Rocky Rococo Pizza and Pasta is a chain of North American restaurants that specializes in pan-style pizza sold by the slice. It was founded in Madison, Wisconsin, in 1974 by a pair of college students who took the name from a character invented in 1969 by the Firesign Theatre. The chain grew as large as 120 stores in 1986, and the owners sold the franchise rights to another partner and group of investors in 1988. Today there are still 40 locations in the Midwest.

History 
Wayne Mosley and Roger Brown opened their first store in Madison, Wisconsin, in 1974. 
The name "Rocky Rococo" was invented in 1969 by the Firesign Theatre for a villain in the "Further Adventures of Nick Danger" sketch on their second comedy album, How Can You Be in Two Places at Once When You're Not Anywhere at All. The character was based on Dashiell Hammett's Joel Cairo as portrayed by Peter Lorre in the 1941 film The Maltese Falcon. The name is a parody of a character invented by the Beatles for their song Rocky Raccoon. The Firesign character is described as a dwarf and depicted as bald and wearing a fez. The company's web site does not mention either the Firesign Theatre or the Beatles character as inspiration for the name.

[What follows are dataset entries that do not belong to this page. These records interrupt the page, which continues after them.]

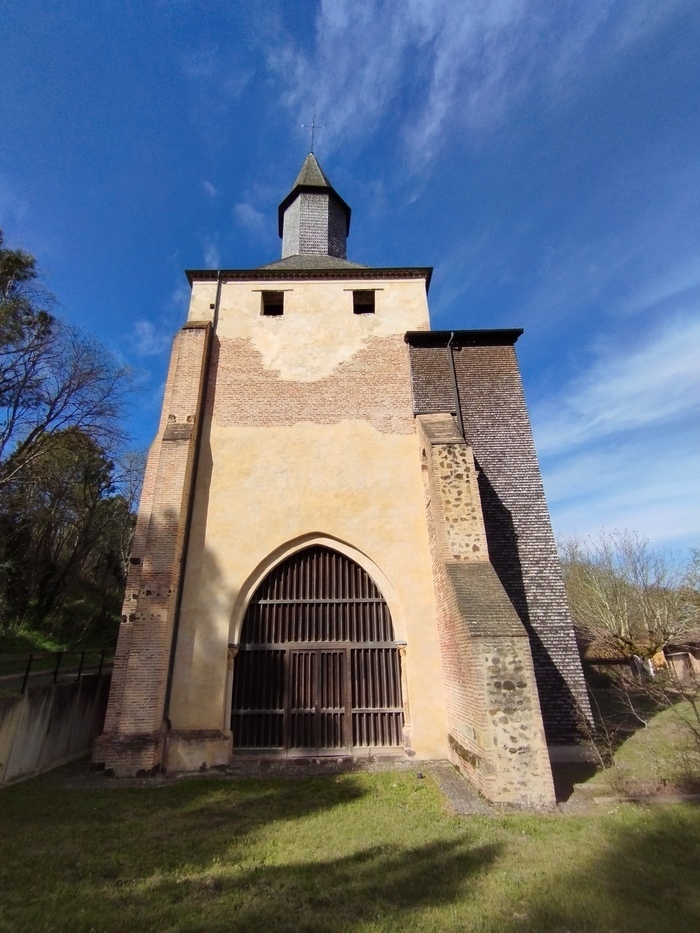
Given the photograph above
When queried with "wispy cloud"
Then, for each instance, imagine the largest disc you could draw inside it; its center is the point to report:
(149, 339)
(250, 219)
(645, 487)
(617, 447)
(466, 64)
(654, 384)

To design their restaurant's logo, Mosley and Brown hired a Madison artist to sketch a character based on the White Spy character from Mad Magazine, and hired comic actor Jim Pederson to portray their "Rocky Rococo" mascot as a moustachioed Italian wearing a white suit, wide-brimmed hat, and sunglasses. Pederson died at age 68 on February 4, 2016.

Copyright dispute
The Firesign Theatre visited the first Rocky Rococo Pizza when on tour in Madison in 1975, and reacted with good humor, joking around with the owners and giving them pictures that said, "To Rocky, from Rocky" which were hung on the wall. But in 1985, when the chain had grown to 62 restaurants, the Firesign Theatre sent the owners a letter claiming ownership of the name. Their lawyers found a similar case where an Austin, Texas, pizzeria named Conan's ran afoul of the copyright owners, producers of the 1982 film Conan the Barbarian. Since the creator of the Conan the Barbarian comic had similarly endorsed the restaurant by drawing Conan on its walls, the suit lost in the United States Court of Appeals for the Fifth Circuit. The Firesigns thus settled out of court.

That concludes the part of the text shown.